Hello everyone. I am a network engineer and I am currently investigating a low ‘NLU Confidence’ issue with our voice bots. We are seeing that agents who are working from home with poor internet connections are producing very choppy audio, which causes the bot to misinterpret their utterances. Does Genesys Cloud have a recommended minimum bandwidth or ‘Jitter’ threshold for optimal bot performance, and is there a way to ‘Pre-Process’ the audio to reduce background noise before it hits the NLU engine?

Greetings! I am also a network engineer and I deal with voice quality every day. For voice bots, you should aim for a jitter of less than twenty milliseconds and zero packet loss. The NLU engine is very sensitive to any ‘Audio Artifacts’ caused by compression or network delay. You cannot really ‘Pre-Process’ the live audio within Genesys Cloud, but you should ensure your agents are using the G.711 codec. If you are using G.729, the compression will strip out the higher frequencies that the AI uses for phonetic recognition, which will definitely kill your confidence scores!

I have been building some Kafka-based monitoring for our bot traffic. To follow up on Bia60, you should also look at the ‘Gain Control’ settings on your agents’ headsets. If the audio is too quiet or too loud, the bot will struggle even if the network is perfect. We found that implementing a ‘Hardware Standard’ for our remote agents significantly improved our bot accuracy. Do not let them use their laptop’s built-in microphone!

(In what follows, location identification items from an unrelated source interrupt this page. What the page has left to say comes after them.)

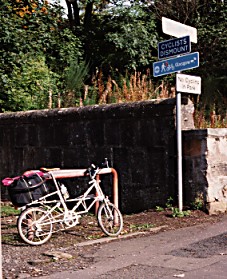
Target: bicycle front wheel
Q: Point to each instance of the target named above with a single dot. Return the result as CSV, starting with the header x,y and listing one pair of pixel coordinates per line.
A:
x,y
110,219
34,226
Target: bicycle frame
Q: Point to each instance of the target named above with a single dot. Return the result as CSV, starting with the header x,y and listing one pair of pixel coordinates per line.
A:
x,y
67,217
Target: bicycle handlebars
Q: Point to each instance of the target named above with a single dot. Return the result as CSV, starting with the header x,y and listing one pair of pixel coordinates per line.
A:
x,y
93,169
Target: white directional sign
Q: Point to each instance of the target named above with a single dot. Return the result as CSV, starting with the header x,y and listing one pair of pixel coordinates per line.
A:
x,y
177,29
174,47
188,84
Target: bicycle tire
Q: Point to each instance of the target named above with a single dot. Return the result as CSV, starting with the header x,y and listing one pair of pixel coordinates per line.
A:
x,y
110,219
34,226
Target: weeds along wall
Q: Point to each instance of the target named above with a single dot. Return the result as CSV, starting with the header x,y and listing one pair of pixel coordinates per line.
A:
x,y
139,139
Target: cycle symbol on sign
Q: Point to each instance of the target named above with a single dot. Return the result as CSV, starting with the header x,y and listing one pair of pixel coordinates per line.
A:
x,y
167,67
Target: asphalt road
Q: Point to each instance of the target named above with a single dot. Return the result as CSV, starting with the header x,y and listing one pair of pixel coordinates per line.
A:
x,y
190,253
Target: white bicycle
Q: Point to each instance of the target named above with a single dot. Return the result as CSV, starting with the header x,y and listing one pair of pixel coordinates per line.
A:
x,y
49,214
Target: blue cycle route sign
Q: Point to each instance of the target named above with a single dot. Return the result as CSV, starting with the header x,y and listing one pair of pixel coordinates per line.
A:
x,y
173,65
174,47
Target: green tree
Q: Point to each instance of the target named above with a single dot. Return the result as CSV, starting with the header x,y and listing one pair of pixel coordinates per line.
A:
x,y
33,36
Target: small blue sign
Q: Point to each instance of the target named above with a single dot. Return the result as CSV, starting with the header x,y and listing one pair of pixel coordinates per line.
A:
x,y
177,64
174,47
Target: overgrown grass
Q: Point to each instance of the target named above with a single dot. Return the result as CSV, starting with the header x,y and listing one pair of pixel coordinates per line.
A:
x,y
210,110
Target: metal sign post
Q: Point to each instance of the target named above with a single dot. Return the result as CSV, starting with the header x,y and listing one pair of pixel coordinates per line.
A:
x,y
189,84
179,151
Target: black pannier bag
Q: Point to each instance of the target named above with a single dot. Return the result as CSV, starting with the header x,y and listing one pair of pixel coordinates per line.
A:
x,y
27,189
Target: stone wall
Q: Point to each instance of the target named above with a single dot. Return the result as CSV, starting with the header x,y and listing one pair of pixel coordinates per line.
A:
x,y
205,168
137,138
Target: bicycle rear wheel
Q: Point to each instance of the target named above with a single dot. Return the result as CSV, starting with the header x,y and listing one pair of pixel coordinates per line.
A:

I have been reviewing the ‘Bot Transcripts’ for these choppy calls. Che75, you can actually see the ‘Audio Quality’ metrics for each bot interaction in the Analytics API. Look for the mediaStats object. If you see a high packetLossRate, you can automatically flag those calls for a network audit. It is a great way to proactively identify which remote agents need a better internet connection for the bot to work correctly!